Once he picked up a man at the baths who was “just hot as a firecracker but clearly under pressure. I went off to the bathroom and came back to the cubicle and he had dressed and vanished. I was quite hurt. Then I saw his picture in the paper the next day.” He had been arrested for hit-and-run driving.

Clemons also went to a bathhouse on West 58th Street near Columbus Circle. “Once in the afternoon, Truman Capote entered and I quickly left. I didn't know Truman Capote, but I didn't want to be in the same baths with him. Nureyev used to hang out there, and so did Lincoln Kirstein, but I never saw either of them. But the word was around. There was a rather friendly guy at the front desk who I was sort of chatty with, and he would say, ‘You don't have any luck. Nureyev was here last night and you missed him again.

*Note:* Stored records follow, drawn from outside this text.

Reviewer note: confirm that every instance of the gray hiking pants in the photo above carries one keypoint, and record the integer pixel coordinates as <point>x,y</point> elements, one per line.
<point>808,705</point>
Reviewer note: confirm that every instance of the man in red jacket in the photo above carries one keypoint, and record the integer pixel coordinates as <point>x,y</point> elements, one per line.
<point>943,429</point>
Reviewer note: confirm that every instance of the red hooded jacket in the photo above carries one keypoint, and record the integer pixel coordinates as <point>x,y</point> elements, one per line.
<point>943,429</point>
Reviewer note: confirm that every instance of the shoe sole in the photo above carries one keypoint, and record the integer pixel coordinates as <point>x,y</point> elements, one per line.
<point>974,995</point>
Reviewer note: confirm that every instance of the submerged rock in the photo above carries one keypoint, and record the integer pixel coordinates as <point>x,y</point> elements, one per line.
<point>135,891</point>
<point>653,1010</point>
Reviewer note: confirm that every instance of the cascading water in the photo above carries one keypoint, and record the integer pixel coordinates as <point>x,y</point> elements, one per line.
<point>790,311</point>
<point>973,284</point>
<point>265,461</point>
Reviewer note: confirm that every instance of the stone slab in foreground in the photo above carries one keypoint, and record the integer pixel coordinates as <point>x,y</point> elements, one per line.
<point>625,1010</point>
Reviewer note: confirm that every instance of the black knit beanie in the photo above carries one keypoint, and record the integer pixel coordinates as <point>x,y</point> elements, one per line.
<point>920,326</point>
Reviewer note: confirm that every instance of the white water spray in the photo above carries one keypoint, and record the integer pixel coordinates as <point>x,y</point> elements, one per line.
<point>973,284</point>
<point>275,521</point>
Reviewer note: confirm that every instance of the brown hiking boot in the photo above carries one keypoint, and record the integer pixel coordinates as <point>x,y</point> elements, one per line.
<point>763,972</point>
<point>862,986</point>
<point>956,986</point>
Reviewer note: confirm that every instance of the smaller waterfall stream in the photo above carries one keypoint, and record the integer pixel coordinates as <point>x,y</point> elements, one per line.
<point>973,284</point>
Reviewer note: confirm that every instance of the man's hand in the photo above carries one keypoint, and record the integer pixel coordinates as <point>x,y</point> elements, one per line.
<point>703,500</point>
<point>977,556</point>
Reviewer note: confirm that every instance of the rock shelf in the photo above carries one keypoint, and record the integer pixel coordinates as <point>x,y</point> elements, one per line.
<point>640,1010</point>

The best legs I've ever seen!'”

The Penn Post baths across the street from Penn Station were popular at lunchtime and with the commuter crowd in the late afternoon. Murray Gitlin remembered “a room with a lot of double bunks and a steam room slippery with slime. I was lying on the upper bunk at the end of Penn Post, and I heard this very erudite conversation, and I looked down and it was Lincoln Kirstein.”

After Clemons's collection of short stories was published in 1959, he made extra money playing the piano in Manhattan nightclubs like the RSVP, where Mabel Mercer was a regular performer. Downtown on West 9th Street, Clemons frequented a popular gay restaurant called the Lion, where he first heard an unseasoned woman singer from Brooklyn.

“It was before I went off to Rome. When her first record came out and we began to hear about her in Rome, somebody brought me the record
and I looked at that face and realized it was a much-glamorized photo of this awful girl that I had heard in the Lion [in 1960]. She was hostile and terribly nervous. She had no contact with the audience and was hunched over the microphone and made something that was supposed to be patter, but was so convoluted and interior that all you felt was this hostility and terrible resentment from this ugly girl. I remember her singing ‘Cry Me a River.' It was a very muffled act. It must have been one of her very first appearances because she was so tense. It was memorable not because we saw a great star, but because we saw this awful girl.” Despite the way Clemons remembered her, Barbra Streisand won the amateur talent competition at the Lion four weekends in a row.